Çocuklarınızın iyiliği için birçok şey yapıyorsunuz değil mi?. Okumalar, danışmalar, araştırmalar vs.

Bunların hepsi de çok kıymetli şeyler. Fakat bütün bunları sindirmeniz yani yaşamla bağını da mutlaka kurmanız gerekiyor.  

Onlar için kurmuş olduğunuz hayallerin sahibi sırf siz değilsiniz bunu bilmeli ve hedefler belirlerken sadece bir yol gösterici edasıyla onlara yaklaşmalısınız.

Onlara, “onların kendilerine ait bir benliklerinin olduğunu” mutlaka ama mutlaka hissettirmelisiniz.

Sadece çevresel hedefleri gerçekleştirmek bir başarı değildir. Kendi hayallerinizi çocuklarınıza dayatamazsınız.

Aksi halde onları soktuğunuz o telaşlı maceranın içinde kendinizi de bulur ve davranışlarınızı artık kontrol edemezsiniz.

Sağlıklı bir iletişim kurmak istiyorsanız, bunlara kesinlikle ehemmiyet göstermelisiniz.

Ve ağzınızdan çıkanlara dikkat etmelisiniz. Çünkü kırılan kalpler, tamir edilemezler.

Daha önce benzeri görülmemiş tarihi bir döneme bir devre şahitlik ediyoruz. Aklımızı zorlayacak derecede çok yoğun bir yaşam sürdüğümüz bu devirde, meşguliyetler arasında bocalamaktayız.

Aslında birçok kolaylaştırıcı teknolojik vasıtaya sahibiz bu doğru. Peki, buna rağmen neden daha fazla yoğun ve çok daha fazla meşgulüz?

Bu sorunun cevabını bildiğinizden eminim. Nitekim hepimiz de bu kolaylaştırıcı araçlarla aynı orantıda hızlı bir yaşam sürdüğümüzün farkındayız değil mi?.

İnsan, belli bir takım içgüdülere ve fiziksel özelliklere sahip olan bir varlıktır.

Bunlara binaen insanda en bariz görülen özellik ise sahip olma arzusudur.

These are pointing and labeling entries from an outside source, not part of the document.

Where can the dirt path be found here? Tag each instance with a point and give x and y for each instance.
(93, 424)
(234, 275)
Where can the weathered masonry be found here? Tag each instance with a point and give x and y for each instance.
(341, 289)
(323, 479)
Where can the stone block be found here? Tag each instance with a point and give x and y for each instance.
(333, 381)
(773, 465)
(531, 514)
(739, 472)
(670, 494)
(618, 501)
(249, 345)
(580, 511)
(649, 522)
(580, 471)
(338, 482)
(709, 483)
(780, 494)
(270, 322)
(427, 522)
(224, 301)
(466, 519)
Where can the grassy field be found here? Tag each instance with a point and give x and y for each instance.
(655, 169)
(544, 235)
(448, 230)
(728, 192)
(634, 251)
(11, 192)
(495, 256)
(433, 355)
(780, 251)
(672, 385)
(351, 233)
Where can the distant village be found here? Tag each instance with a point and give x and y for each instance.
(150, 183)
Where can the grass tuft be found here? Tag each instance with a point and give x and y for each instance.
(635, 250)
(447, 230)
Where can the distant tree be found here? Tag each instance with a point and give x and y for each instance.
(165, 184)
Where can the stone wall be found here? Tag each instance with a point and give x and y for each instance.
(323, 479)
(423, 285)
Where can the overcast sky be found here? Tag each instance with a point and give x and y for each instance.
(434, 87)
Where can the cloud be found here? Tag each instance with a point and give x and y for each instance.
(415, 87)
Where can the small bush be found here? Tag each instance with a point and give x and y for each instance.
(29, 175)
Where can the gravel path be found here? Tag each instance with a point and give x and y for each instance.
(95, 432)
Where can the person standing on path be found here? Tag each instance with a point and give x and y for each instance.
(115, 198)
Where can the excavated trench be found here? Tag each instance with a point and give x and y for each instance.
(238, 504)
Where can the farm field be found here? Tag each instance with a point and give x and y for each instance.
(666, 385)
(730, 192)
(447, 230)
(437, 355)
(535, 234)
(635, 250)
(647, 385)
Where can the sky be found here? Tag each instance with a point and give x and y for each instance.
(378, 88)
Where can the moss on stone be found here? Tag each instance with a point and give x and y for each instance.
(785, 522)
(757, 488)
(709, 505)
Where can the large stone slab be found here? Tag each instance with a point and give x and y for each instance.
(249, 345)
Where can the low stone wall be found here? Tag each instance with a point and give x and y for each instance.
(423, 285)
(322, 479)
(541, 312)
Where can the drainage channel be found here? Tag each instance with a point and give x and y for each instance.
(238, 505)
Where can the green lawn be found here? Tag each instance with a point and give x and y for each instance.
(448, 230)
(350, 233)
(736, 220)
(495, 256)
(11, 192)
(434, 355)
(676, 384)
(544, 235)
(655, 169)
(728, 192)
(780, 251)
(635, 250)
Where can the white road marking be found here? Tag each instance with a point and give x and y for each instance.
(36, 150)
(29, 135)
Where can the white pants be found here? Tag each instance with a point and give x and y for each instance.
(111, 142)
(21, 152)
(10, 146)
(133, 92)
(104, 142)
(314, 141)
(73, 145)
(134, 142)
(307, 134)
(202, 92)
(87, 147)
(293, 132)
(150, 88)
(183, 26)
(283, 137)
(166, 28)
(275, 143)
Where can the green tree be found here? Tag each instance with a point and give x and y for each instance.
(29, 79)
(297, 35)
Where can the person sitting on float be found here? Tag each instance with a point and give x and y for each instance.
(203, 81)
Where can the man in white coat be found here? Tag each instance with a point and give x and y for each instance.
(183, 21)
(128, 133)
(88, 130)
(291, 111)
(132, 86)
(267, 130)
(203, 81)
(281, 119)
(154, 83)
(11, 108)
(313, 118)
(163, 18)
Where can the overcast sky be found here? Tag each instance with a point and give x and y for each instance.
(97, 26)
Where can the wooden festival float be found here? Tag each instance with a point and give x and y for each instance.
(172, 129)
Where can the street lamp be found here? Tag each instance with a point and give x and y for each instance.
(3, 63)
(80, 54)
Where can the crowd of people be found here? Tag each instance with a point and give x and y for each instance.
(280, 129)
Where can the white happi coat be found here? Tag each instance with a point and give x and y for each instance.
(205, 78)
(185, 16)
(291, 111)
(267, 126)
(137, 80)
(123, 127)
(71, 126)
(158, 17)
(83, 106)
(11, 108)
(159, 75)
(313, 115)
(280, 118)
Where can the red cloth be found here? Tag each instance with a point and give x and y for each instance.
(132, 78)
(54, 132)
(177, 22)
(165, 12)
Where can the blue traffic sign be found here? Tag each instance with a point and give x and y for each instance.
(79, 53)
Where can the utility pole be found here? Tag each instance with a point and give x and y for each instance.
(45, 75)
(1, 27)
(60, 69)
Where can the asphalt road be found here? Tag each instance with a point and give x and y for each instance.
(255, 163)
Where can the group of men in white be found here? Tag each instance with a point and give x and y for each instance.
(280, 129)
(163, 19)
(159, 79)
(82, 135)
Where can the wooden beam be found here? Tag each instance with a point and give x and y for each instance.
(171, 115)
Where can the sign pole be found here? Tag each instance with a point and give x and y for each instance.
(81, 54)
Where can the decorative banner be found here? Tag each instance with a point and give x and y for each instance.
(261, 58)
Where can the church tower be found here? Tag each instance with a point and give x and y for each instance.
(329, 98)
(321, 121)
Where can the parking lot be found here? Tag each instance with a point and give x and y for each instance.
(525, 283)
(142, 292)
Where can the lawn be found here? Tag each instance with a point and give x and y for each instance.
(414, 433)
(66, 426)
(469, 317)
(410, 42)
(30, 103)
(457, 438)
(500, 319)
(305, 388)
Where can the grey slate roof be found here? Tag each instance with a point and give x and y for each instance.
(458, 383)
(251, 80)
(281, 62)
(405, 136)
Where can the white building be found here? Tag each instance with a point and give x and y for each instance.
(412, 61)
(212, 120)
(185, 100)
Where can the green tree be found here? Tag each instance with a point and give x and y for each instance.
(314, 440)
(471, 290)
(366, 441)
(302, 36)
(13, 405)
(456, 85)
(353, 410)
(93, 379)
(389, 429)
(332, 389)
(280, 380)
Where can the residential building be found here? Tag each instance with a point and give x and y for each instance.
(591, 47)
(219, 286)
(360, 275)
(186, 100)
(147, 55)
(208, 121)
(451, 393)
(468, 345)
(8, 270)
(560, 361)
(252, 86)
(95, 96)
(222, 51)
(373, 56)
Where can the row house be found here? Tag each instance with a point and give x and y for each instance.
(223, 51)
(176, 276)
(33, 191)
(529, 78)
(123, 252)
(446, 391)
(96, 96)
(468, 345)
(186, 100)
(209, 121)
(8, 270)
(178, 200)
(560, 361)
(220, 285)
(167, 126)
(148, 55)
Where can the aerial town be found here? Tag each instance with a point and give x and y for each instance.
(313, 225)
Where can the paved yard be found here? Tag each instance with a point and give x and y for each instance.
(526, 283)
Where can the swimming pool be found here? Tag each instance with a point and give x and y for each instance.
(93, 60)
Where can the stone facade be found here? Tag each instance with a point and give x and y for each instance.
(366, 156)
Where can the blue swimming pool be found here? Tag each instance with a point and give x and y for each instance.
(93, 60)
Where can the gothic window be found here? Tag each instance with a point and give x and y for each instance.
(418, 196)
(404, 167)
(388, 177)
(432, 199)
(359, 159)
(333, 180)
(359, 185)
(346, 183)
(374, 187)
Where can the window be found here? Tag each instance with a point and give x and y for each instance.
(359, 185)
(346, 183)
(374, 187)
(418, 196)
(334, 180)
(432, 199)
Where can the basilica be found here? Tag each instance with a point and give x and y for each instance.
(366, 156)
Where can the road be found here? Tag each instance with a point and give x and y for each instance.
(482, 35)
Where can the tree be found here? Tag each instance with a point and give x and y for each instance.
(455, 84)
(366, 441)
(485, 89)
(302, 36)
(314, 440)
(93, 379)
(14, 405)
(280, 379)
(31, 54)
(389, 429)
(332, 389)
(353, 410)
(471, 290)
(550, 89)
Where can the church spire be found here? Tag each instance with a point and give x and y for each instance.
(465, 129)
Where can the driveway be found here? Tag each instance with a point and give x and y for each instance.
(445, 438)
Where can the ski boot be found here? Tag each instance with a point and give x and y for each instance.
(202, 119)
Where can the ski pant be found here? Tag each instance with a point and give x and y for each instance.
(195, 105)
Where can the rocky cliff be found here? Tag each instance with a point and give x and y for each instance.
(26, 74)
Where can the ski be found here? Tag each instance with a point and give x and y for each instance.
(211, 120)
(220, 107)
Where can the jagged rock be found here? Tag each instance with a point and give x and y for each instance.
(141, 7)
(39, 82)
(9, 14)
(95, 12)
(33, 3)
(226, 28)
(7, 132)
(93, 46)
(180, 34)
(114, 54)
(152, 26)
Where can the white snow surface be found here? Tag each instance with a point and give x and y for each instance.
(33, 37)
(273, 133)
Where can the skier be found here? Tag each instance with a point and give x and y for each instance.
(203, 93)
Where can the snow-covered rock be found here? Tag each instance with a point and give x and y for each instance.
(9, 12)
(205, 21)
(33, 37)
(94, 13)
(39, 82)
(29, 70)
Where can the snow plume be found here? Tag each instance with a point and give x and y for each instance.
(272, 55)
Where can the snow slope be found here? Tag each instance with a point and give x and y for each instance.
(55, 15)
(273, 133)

Yani çok çok daha fazla şeye sahip olmak istiyoruz ve bu isteğimizi kamçılayan çok reklam yığını olan bir asırda yaşıyoruz.

Yaşadığımız bu çağda beş duyu organımızın algılama gücünü aşan reklam fenomenlerine aşırı maruz kalmaktayız.

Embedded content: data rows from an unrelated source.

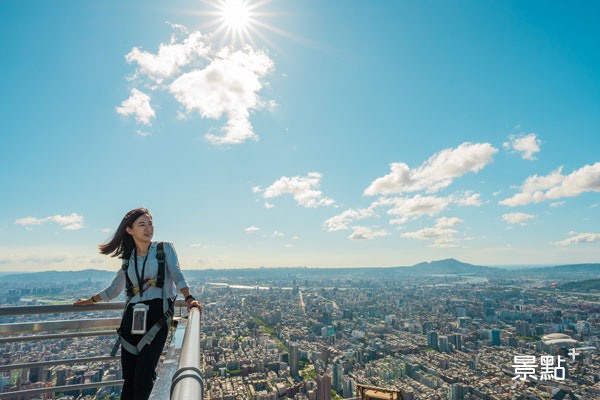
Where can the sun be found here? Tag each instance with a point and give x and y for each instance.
(239, 22)
(235, 14)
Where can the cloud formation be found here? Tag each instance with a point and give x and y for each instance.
(229, 86)
(71, 222)
(405, 208)
(436, 173)
(441, 232)
(527, 145)
(341, 221)
(366, 233)
(302, 188)
(579, 238)
(555, 185)
(169, 58)
(517, 218)
(138, 105)
(215, 83)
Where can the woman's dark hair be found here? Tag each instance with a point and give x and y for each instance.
(121, 245)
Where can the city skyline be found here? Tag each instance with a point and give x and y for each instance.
(286, 134)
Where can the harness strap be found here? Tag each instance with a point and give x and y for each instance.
(165, 319)
(160, 256)
(149, 282)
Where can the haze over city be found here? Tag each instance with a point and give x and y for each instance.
(334, 134)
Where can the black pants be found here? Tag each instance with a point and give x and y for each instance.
(139, 371)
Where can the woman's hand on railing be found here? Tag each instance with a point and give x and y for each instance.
(194, 303)
(84, 302)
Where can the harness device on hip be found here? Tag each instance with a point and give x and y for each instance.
(140, 311)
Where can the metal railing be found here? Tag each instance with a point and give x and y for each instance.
(188, 381)
(79, 328)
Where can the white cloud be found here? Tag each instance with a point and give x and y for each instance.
(366, 233)
(170, 57)
(137, 104)
(71, 222)
(555, 185)
(517, 218)
(448, 222)
(467, 198)
(341, 221)
(203, 246)
(429, 233)
(405, 208)
(302, 188)
(436, 173)
(527, 145)
(228, 85)
(580, 238)
(441, 232)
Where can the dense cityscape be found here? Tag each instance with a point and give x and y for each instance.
(305, 334)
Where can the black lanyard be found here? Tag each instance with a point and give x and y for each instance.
(140, 279)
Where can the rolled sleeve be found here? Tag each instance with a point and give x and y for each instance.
(115, 288)
(173, 267)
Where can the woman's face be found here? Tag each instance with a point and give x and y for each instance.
(142, 229)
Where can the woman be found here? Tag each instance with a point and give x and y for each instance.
(132, 242)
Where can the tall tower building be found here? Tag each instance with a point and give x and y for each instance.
(432, 340)
(443, 344)
(338, 375)
(323, 387)
(294, 359)
(523, 328)
(495, 334)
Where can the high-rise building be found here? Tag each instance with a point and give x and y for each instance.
(294, 359)
(338, 375)
(323, 387)
(432, 340)
(456, 340)
(523, 328)
(443, 344)
(495, 334)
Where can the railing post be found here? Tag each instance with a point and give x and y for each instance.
(188, 382)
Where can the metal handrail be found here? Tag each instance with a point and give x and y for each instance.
(188, 382)
(12, 339)
(64, 361)
(54, 389)
(68, 308)
(64, 325)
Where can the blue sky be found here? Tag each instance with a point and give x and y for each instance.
(350, 133)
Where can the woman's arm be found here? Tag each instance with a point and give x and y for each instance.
(180, 282)
(115, 288)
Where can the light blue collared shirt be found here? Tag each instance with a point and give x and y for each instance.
(174, 279)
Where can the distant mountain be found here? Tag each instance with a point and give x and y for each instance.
(53, 276)
(566, 269)
(448, 266)
(588, 285)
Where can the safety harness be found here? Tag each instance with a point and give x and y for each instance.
(165, 319)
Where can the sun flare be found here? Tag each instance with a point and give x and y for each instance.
(235, 14)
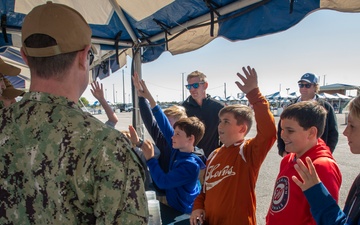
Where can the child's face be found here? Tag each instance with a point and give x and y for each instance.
(297, 140)
(181, 141)
(229, 131)
(352, 132)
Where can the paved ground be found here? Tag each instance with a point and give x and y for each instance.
(347, 161)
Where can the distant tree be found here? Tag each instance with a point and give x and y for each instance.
(84, 101)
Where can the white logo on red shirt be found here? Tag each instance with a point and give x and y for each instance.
(280, 195)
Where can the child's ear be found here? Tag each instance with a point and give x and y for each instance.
(192, 139)
(313, 132)
(243, 128)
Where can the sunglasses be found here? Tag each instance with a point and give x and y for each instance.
(91, 55)
(194, 85)
(305, 85)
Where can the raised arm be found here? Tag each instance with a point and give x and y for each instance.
(98, 92)
(265, 122)
(162, 121)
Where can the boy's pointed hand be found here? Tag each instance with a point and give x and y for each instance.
(148, 149)
(249, 79)
(307, 174)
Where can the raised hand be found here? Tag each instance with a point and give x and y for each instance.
(307, 174)
(97, 90)
(148, 149)
(249, 80)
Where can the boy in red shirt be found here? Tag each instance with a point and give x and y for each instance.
(228, 193)
(302, 125)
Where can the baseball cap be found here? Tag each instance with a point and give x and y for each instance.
(309, 77)
(64, 24)
(11, 92)
(8, 69)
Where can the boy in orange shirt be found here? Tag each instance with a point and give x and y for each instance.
(228, 193)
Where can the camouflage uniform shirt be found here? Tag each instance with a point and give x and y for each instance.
(60, 165)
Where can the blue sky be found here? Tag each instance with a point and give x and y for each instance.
(325, 43)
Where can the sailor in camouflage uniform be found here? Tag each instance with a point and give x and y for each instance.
(60, 165)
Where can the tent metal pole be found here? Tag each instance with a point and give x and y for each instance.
(123, 19)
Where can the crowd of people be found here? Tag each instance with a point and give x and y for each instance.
(61, 165)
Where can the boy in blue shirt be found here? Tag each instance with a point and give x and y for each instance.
(181, 182)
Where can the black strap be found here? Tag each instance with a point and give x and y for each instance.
(291, 6)
(117, 39)
(3, 27)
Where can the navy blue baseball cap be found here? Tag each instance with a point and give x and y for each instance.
(309, 77)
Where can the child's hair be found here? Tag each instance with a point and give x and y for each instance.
(308, 114)
(175, 111)
(200, 75)
(242, 113)
(354, 107)
(191, 126)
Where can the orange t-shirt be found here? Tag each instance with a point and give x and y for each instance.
(228, 194)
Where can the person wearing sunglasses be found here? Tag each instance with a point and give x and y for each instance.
(204, 107)
(7, 92)
(309, 88)
(62, 164)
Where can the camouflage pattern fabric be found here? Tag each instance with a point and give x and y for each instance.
(60, 165)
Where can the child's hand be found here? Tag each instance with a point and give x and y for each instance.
(97, 90)
(137, 85)
(148, 149)
(249, 80)
(307, 174)
(134, 138)
(197, 215)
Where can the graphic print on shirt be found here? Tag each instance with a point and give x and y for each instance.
(281, 194)
(214, 172)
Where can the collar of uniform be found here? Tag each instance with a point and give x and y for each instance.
(49, 98)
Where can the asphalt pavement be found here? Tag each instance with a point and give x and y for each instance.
(348, 164)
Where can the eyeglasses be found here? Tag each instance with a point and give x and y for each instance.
(305, 85)
(91, 55)
(194, 85)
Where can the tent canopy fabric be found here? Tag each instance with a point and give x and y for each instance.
(120, 28)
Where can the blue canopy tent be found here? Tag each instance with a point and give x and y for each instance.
(145, 29)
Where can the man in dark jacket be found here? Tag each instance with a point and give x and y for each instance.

Ben bu cümleyi özellikle ve bilinçli olarak kurdum, yani gerçekten bildiğimiz duyusal algılarımızı aşan bir oranda bu reklam furyası.

Onların hedef ise “bilincimiz” değil “Bilinçaltımız” dır.

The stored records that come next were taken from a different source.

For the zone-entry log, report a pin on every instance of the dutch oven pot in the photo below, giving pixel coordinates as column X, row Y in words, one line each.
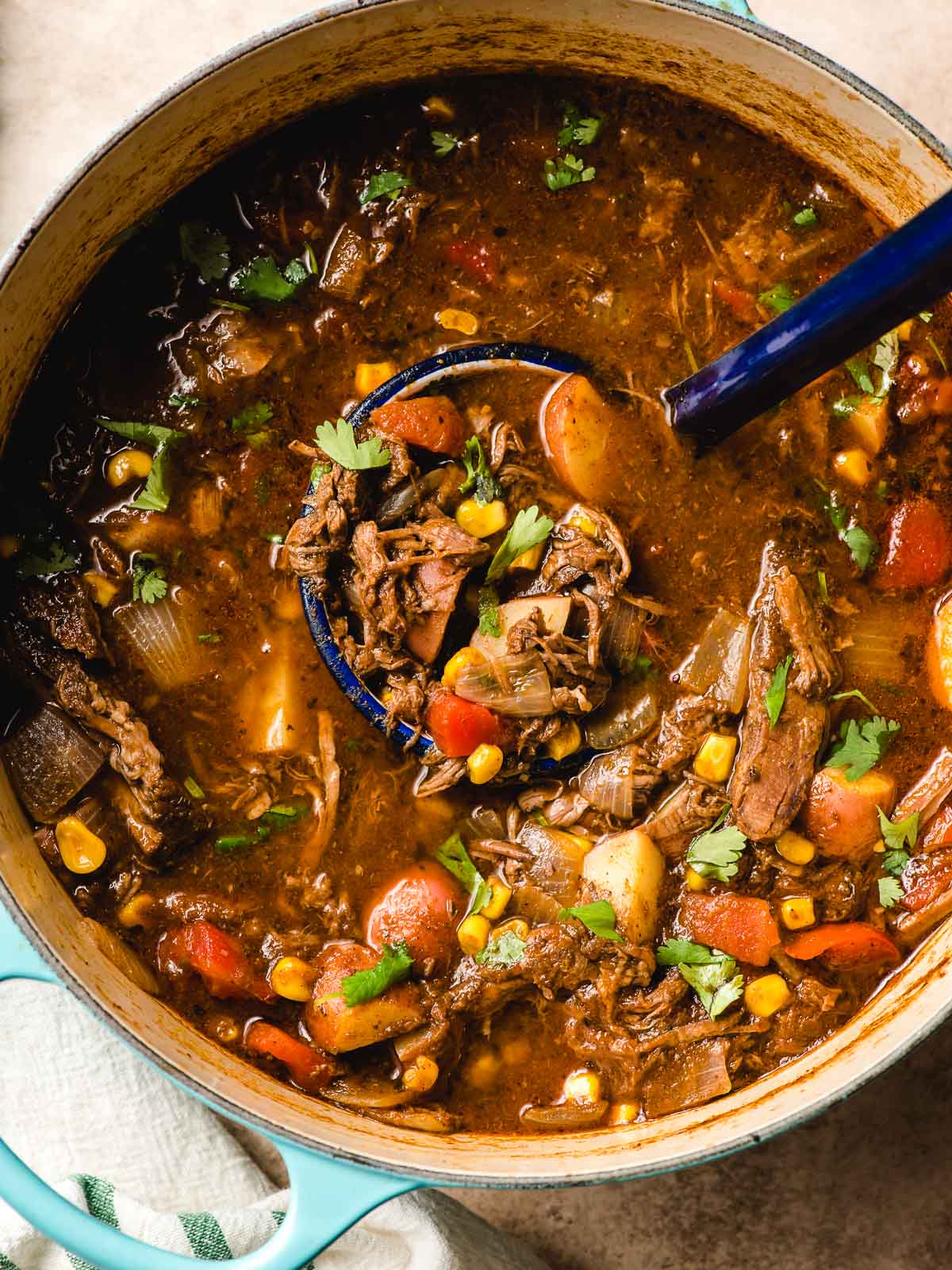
column 340, row 1164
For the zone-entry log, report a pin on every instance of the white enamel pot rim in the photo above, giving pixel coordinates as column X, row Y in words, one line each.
column 765, row 80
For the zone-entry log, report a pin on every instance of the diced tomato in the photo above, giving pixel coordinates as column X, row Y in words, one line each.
column 844, row 945
column 474, row 257
column 742, row 926
column 433, row 423
column 310, row 1068
column 740, row 302
column 459, row 727
column 939, row 831
column 926, row 878
column 422, row 907
column 217, row 959
column 919, row 549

Bütün bu sebeplerden dolayı tüm günümüzü kapsayan bu meşguliyetleri aslında biz, yani kendimiz istemekteyiz.

İş yoğunluğu, aş arzuları ve nice tutkular…

Kendimize dahi adeta vakit ayıramaz hale geldik. Gözlerimizi esir alan bu reklam fenomenleri, aslında gözlerimizi körleştirdi. Kendimize bile körleştik çoğumuz.

İçinde bulunduğunuz ailenizin mesela bir gününü şöyle bir hayal edin. Neler yapıyorsunuz her biriniz?

Ebeveynlerden en az biri günün yarısını aşkın bir zaman diliminde evin dışında vakit geçiriyor. Evde kalan ise bir o kadar iş yoğunluğuna maruz.

Bir de arkadaşlar ve misafirlerinizi hesaba katın. Ve tabii ki toplumu gerçekten kendine esir eden günlük veya haftalık diziler veya programlar…

Çocukların okulu, dersi, günlük ihtiyaçları vs. derken iş iyice içinden çıkılmaz bir hal alıyoruz.

Bu durumda size şu soruyu yöneltiyorum: Acaba bu arada gözden kaçırdığınız herhangi bir şey var mı?

Bence var: Çocuklarınız..

Bütün bu yoğunluk arasında size sürekli büyük bir özlemle görünmek isteyen en kıymetlileriniz…

Onlar gece-gündüz size yani anne-babalarına görünmek için bir şeyler yapar dururlar. Sizin kendilerini mutlaka fark etmelerinizi beklerler.

Ve bunun için de dikkatinizi çekici uğraşılar, bambaşka şeyler yaparlar. Ta ki sizin ‘Artık onları fark etmeyeceğinizi’ anlayıncaya değin.

Peki ya sonra?

Sonra ise, Onlardan KİMİSİ, sizin fark etmediğinizi başkalarının kendisini fark etmelerini ister ve ortaya sanal ortam \ medya düşkünü bir çocuk çıkar. Ya da başkalarının hayranıdır.

KİMİSİ DE artık asla fark edilmeyeceğini zanneder ve içinden hiçbir şey yapmak gelmez. Oyun dahi oynamak istemez.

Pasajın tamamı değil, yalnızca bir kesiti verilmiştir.